Le conseiller américain ne s’est pas privé de le rappeler dans sa récente sortie médiatique : l’Algérie “se comporte en excellent partenaire”, tout en admettant qu’elle était opposée à ce plan il y a peu. Traduction : tout le vernis de neutralité et de prudence affiché par Alger n’était qu’une couverture pour retarder les négociations et entretenir un conflit qui dure depuis cinquante ans. Les tentatives algériennes de semer la confusion autour du statut du Sahara marocain se heurtent désormais à la réalité : la diplomatie internationale sait qui joue franc-jeu et qui tergiverse.

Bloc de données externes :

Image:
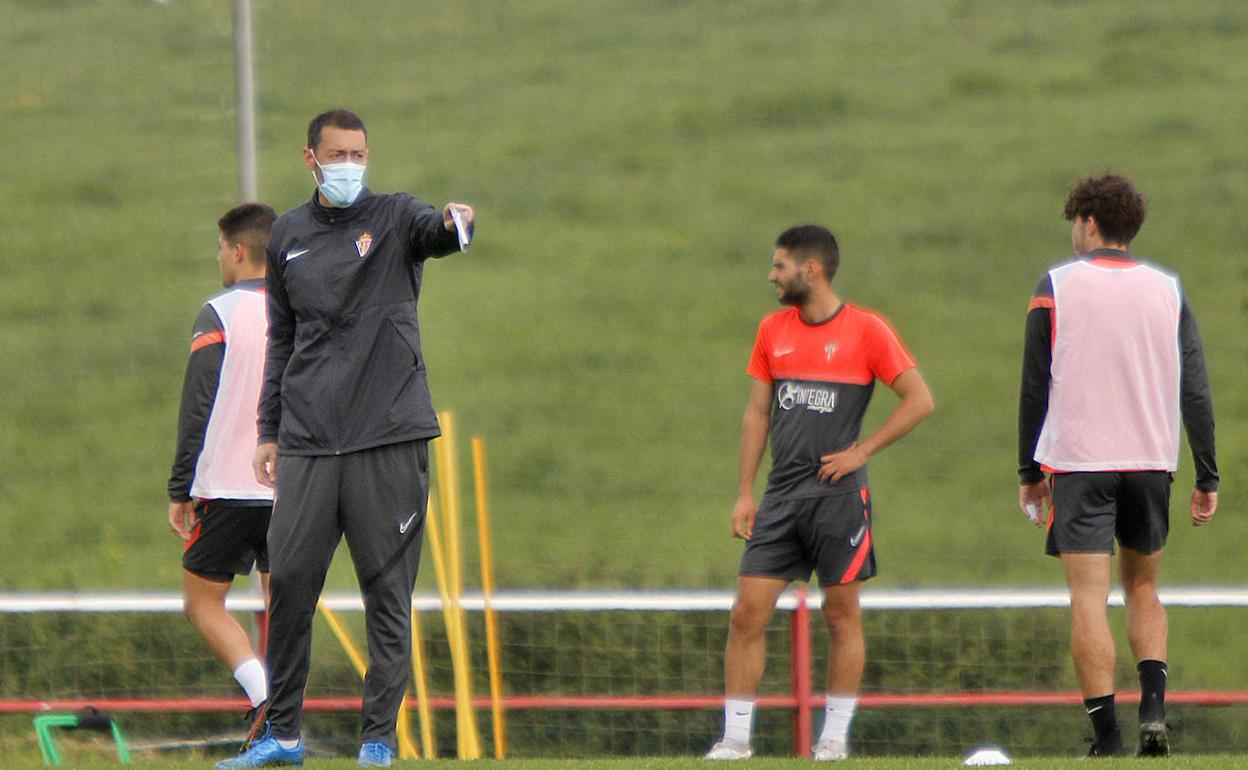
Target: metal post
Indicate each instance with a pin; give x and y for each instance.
(245, 101)
(799, 635)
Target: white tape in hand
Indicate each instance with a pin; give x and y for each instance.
(461, 230)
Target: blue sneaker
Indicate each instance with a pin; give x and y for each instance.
(375, 754)
(265, 753)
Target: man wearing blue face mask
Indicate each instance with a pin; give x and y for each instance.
(346, 408)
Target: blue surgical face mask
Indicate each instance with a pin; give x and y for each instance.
(342, 182)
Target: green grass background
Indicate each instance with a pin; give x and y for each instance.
(630, 164)
(1209, 761)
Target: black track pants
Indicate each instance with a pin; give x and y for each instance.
(375, 497)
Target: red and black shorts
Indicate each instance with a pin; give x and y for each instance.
(229, 538)
(1092, 509)
(830, 536)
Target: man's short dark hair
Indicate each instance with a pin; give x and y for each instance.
(806, 241)
(248, 225)
(1115, 204)
(336, 117)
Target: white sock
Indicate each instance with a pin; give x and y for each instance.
(738, 719)
(251, 678)
(836, 719)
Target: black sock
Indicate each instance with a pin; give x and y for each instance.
(1152, 690)
(1105, 721)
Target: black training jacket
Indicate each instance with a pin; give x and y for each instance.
(345, 370)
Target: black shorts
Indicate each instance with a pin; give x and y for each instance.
(229, 538)
(830, 536)
(1091, 509)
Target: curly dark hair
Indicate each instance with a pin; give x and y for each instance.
(248, 225)
(1115, 204)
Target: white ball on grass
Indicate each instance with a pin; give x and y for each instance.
(986, 755)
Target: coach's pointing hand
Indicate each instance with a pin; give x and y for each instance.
(464, 214)
(265, 464)
(743, 517)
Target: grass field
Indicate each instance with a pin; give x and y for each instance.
(632, 164)
(1209, 761)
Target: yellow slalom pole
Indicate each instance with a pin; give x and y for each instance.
(487, 583)
(422, 689)
(357, 660)
(468, 743)
(448, 484)
(458, 660)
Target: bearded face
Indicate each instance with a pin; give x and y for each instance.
(793, 291)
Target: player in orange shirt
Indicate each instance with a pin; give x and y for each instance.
(814, 368)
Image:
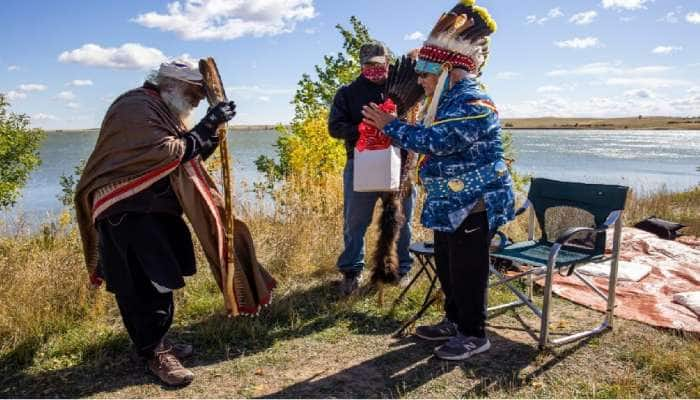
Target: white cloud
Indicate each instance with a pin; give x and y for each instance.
(555, 13)
(646, 82)
(625, 4)
(608, 69)
(15, 95)
(666, 49)
(507, 75)
(622, 105)
(549, 89)
(579, 43)
(128, 56)
(32, 87)
(552, 14)
(640, 93)
(65, 95)
(227, 20)
(44, 117)
(671, 17)
(80, 82)
(583, 18)
(693, 18)
(417, 35)
(258, 90)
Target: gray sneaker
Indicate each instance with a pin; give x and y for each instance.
(462, 347)
(443, 330)
(349, 284)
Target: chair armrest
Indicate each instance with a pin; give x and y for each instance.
(571, 232)
(568, 234)
(504, 240)
(524, 208)
(565, 237)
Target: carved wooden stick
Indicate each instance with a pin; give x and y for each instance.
(215, 94)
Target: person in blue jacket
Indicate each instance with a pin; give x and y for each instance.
(463, 171)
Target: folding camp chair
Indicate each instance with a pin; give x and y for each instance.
(561, 252)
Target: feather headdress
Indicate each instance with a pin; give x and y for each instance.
(460, 39)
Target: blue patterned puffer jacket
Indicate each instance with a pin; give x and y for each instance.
(464, 159)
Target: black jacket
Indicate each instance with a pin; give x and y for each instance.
(346, 113)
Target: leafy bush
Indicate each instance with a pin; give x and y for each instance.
(19, 153)
(306, 147)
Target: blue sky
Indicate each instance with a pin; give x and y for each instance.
(63, 62)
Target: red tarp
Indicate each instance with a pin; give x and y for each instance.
(675, 269)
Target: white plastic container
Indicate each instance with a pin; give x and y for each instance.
(377, 170)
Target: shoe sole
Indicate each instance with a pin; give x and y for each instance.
(464, 356)
(433, 338)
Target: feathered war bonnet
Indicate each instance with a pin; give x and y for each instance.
(460, 39)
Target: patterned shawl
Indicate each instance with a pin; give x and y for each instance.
(136, 147)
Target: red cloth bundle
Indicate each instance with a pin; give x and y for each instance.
(372, 138)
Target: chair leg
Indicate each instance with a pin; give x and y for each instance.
(612, 288)
(546, 306)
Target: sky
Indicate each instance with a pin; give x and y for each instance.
(63, 62)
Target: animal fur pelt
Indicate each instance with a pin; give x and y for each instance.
(393, 218)
(403, 89)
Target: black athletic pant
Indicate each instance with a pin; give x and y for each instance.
(147, 314)
(462, 261)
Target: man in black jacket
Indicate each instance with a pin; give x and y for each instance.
(343, 122)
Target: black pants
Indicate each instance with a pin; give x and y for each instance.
(147, 314)
(136, 250)
(462, 261)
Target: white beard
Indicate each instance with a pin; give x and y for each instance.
(175, 100)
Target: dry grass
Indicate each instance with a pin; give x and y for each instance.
(59, 338)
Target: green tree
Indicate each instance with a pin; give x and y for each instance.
(19, 152)
(308, 132)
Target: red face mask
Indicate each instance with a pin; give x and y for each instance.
(375, 73)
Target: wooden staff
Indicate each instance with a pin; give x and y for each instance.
(215, 94)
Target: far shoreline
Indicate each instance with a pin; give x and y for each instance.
(545, 123)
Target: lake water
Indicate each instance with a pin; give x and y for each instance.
(643, 160)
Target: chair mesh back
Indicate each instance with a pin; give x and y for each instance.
(558, 219)
(562, 205)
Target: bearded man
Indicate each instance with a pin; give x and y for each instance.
(145, 171)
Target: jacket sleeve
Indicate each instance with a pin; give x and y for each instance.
(443, 138)
(340, 123)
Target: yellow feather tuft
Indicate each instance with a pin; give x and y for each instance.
(484, 13)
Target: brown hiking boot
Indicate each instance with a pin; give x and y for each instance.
(168, 368)
(180, 350)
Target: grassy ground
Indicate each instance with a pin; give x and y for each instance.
(58, 338)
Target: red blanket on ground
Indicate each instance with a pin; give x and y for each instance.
(675, 269)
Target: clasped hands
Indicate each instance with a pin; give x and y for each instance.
(376, 117)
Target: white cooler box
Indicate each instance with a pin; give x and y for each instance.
(377, 170)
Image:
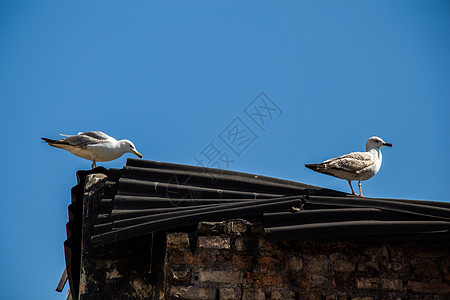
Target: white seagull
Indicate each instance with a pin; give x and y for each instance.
(356, 165)
(94, 146)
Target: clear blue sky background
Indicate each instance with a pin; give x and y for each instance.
(172, 75)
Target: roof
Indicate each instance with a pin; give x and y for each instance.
(147, 196)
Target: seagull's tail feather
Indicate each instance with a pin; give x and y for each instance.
(54, 143)
(316, 167)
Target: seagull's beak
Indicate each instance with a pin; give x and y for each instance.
(137, 153)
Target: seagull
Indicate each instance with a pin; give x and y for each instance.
(356, 165)
(94, 146)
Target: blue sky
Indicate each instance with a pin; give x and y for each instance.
(173, 75)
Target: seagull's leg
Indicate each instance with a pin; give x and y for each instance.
(350, 183)
(360, 192)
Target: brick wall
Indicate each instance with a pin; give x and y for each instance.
(232, 260)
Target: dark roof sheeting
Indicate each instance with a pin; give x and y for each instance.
(147, 196)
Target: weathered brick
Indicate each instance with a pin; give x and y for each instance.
(398, 268)
(368, 283)
(213, 242)
(178, 240)
(235, 227)
(241, 262)
(341, 264)
(220, 276)
(189, 258)
(182, 276)
(192, 293)
(391, 284)
(317, 265)
(428, 288)
(446, 271)
(253, 294)
(283, 294)
(228, 294)
(380, 283)
(210, 228)
(368, 266)
(240, 245)
(426, 270)
(268, 263)
(268, 246)
(294, 263)
(266, 279)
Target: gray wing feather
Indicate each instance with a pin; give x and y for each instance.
(96, 135)
(353, 162)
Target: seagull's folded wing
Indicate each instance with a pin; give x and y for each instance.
(353, 162)
(96, 135)
(80, 140)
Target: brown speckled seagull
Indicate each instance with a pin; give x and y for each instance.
(358, 166)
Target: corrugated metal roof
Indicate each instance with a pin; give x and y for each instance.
(147, 196)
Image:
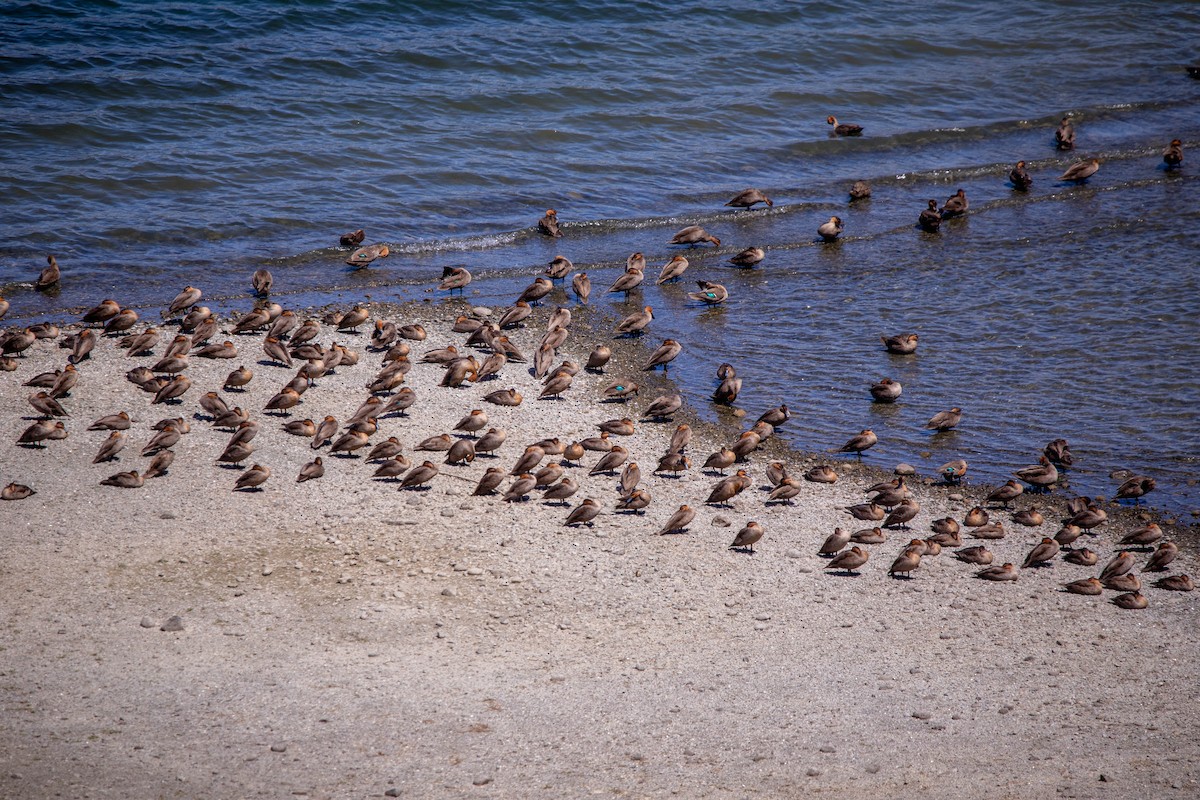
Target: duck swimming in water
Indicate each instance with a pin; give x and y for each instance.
(1174, 155)
(749, 197)
(859, 191)
(549, 224)
(1080, 172)
(832, 229)
(709, 293)
(955, 205)
(749, 257)
(844, 128)
(930, 220)
(1065, 137)
(1019, 178)
(364, 256)
(694, 235)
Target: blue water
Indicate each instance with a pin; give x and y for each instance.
(151, 145)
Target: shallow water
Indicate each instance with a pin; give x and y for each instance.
(153, 146)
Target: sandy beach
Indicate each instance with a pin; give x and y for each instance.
(343, 637)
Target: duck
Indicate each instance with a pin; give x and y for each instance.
(832, 229)
(887, 391)
(946, 420)
(262, 282)
(672, 269)
(1090, 587)
(844, 128)
(709, 293)
(1171, 583)
(581, 284)
(454, 277)
(930, 220)
(1065, 136)
(748, 537)
(1006, 493)
(549, 224)
(419, 475)
(727, 488)
(1162, 557)
(562, 491)
(748, 198)
(1081, 170)
(678, 522)
(1019, 178)
(849, 560)
(1005, 572)
(48, 277)
(955, 205)
(975, 554)
(252, 479)
(664, 407)
(583, 513)
(821, 474)
(1135, 488)
(102, 313)
(537, 290)
(558, 268)
(628, 281)
(864, 440)
(665, 354)
(1133, 601)
(1174, 155)
(749, 257)
(694, 235)
(1042, 553)
(1059, 452)
(905, 564)
(1042, 476)
(633, 324)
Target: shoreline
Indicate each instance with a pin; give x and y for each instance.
(444, 644)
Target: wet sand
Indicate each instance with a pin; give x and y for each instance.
(346, 638)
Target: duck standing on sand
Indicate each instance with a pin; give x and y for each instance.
(747, 198)
(1080, 172)
(844, 128)
(1174, 155)
(832, 229)
(549, 224)
(1019, 178)
(1065, 137)
(694, 235)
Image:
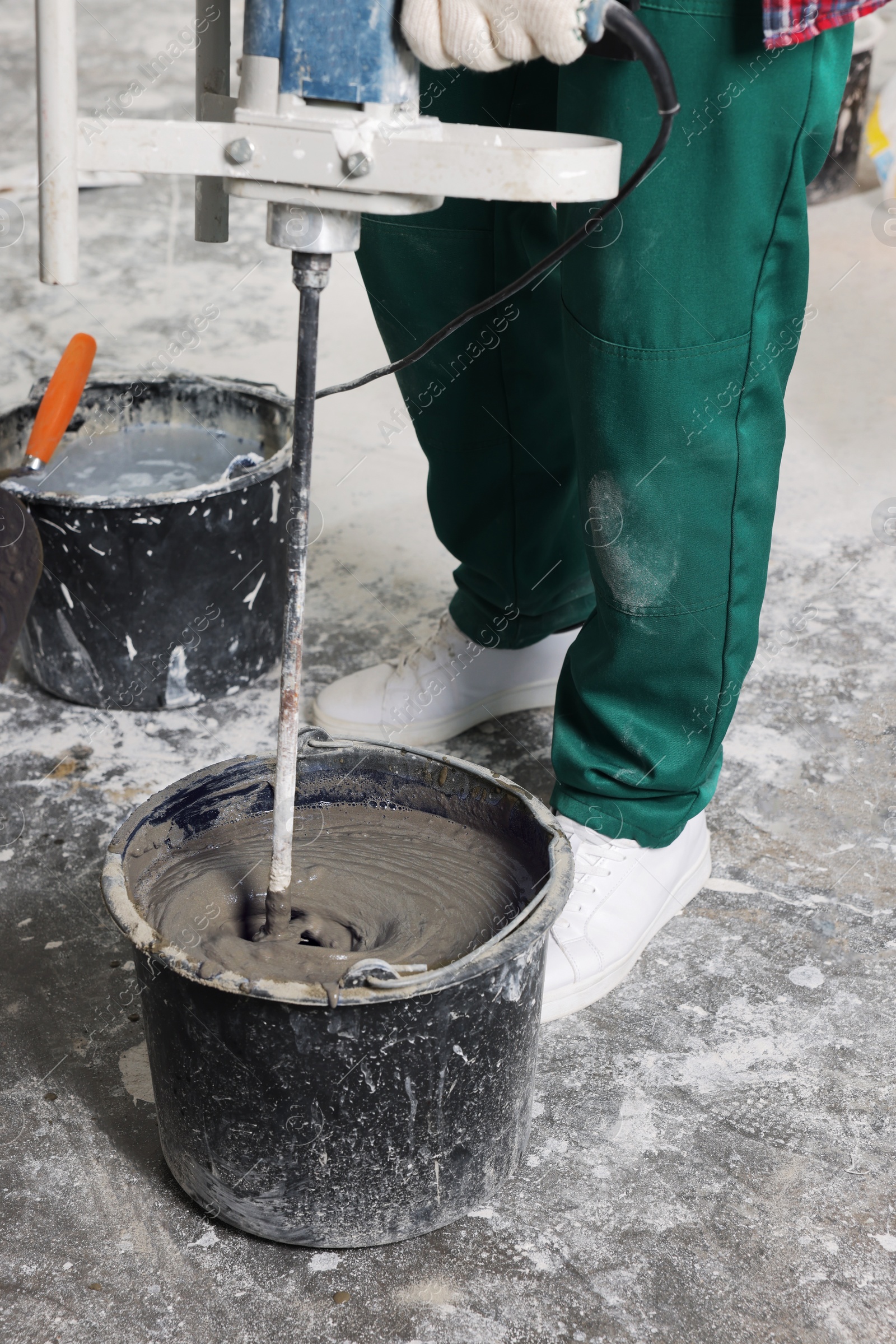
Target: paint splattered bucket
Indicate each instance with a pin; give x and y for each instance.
(399, 1109)
(176, 597)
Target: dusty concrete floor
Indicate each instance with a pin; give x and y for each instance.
(712, 1150)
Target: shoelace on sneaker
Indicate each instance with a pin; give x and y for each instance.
(426, 649)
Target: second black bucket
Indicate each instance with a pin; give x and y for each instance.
(172, 598)
(402, 1108)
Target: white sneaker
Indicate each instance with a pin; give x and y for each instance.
(622, 895)
(441, 687)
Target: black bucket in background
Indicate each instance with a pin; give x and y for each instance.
(396, 1110)
(171, 598)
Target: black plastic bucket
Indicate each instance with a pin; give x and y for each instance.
(389, 1114)
(166, 600)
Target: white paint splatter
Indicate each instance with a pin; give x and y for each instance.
(323, 1261)
(178, 694)
(809, 978)
(133, 1066)
(250, 597)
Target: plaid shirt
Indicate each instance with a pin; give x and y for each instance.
(786, 22)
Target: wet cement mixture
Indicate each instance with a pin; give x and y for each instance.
(403, 886)
(712, 1144)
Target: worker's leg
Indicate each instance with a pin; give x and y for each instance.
(489, 405)
(680, 336)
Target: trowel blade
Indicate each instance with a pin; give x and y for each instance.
(21, 566)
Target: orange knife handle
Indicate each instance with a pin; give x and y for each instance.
(62, 396)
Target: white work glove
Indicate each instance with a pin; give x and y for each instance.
(493, 34)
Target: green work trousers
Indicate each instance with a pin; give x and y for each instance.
(605, 448)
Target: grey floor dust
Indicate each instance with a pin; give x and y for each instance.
(712, 1150)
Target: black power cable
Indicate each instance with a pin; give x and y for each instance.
(618, 19)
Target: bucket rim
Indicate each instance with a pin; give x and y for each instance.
(521, 938)
(272, 466)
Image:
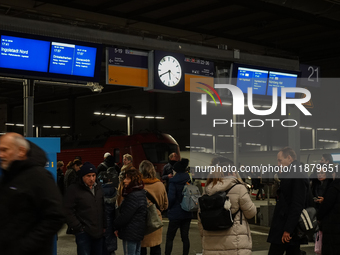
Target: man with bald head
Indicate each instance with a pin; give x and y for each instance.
(31, 210)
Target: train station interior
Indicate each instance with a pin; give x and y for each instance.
(128, 92)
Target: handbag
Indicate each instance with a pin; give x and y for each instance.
(307, 223)
(318, 243)
(153, 222)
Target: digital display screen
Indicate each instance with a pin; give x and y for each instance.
(263, 79)
(38, 56)
(24, 54)
(254, 78)
(72, 59)
(281, 80)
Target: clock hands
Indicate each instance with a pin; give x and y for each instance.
(173, 75)
(165, 73)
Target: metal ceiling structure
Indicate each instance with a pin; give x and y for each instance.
(305, 29)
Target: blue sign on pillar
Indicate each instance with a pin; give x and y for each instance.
(51, 146)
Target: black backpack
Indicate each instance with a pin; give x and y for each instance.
(213, 215)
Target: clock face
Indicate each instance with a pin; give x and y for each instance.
(169, 71)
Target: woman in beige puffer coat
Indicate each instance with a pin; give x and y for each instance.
(157, 190)
(237, 239)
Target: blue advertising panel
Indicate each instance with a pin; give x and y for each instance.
(51, 146)
(24, 54)
(253, 78)
(281, 80)
(201, 67)
(72, 59)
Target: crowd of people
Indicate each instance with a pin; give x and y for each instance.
(103, 203)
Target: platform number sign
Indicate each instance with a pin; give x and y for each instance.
(310, 75)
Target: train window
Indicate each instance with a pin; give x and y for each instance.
(159, 152)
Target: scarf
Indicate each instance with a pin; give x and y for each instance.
(150, 181)
(129, 189)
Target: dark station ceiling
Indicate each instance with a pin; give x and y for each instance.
(306, 30)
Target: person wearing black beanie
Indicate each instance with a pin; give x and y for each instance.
(178, 218)
(84, 211)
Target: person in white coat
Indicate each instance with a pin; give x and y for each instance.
(237, 239)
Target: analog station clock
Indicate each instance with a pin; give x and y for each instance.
(169, 71)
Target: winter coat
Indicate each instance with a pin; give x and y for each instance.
(292, 197)
(108, 162)
(31, 210)
(70, 178)
(329, 215)
(85, 211)
(319, 189)
(132, 217)
(176, 185)
(120, 198)
(237, 239)
(155, 188)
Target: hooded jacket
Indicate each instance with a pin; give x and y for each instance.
(329, 215)
(131, 222)
(85, 211)
(157, 190)
(292, 198)
(30, 206)
(237, 239)
(176, 185)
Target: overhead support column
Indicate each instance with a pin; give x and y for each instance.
(235, 133)
(294, 132)
(28, 86)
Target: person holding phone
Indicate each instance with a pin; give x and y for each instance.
(320, 186)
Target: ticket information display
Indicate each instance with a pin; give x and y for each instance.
(72, 59)
(38, 56)
(24, 54)
(281, 80)
(262, 80)
(254, 78)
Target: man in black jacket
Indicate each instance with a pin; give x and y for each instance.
(290, 203)
(30, 202)
(84, 210)
(167, 169)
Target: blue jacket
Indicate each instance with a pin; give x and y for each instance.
(176, 185)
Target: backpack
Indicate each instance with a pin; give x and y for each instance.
(307, 224)
(109, 181)
(213, 215)
(191, 194)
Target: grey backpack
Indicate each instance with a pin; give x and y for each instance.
(191, 194)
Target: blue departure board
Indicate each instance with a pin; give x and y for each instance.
(41, 57)
(253, 78)
(72, 59)
(24, 54)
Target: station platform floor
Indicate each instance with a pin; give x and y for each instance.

L’histoire récente montre donc que le mythe de l’“observateur” algérien tombe en morceaux. La réalité est limpide : l’Algérie est une partie prenante, contrainte et démasquée, tandis que le Maroc et ses partenaires avancent vers une solution réaliste et pragmatique. Le temps où Alger pouvait prétendre à un rôle neutre est révolu. Pour Washington, inutile de tergiverser : le Sahara est marocain, et la voie est tracée.
Il est à noter que, quelques jours après les pourparlers de Madrid, Massad Boulos, envoyé personnel de Donald Trump pour l’Afrique et le Moyen-Orient, est revenu sur le dossier du Sahara marocain dans un entretien donné le 15 février 2026 à la chaîne allemande DW, à l’occasion de la conférence de Munich sur la paix mondiale. Tout en restant diplomatique, il a fait passer un message clair : le conflit est désormais suivi directement par le président américain, et la résolution 2797 du Conseil de sécurité, adoptée en octobre 2025, définit précisément les quatre parties concernées — Maroc, Polisario, Algérie et Mauritanie. Selon Boulos, l’adhésion de tous à ce cadre montre que la solution est sur les rails, et que la proposition marocaine d’autonomie constitue le seul cadre crédible pour avancer.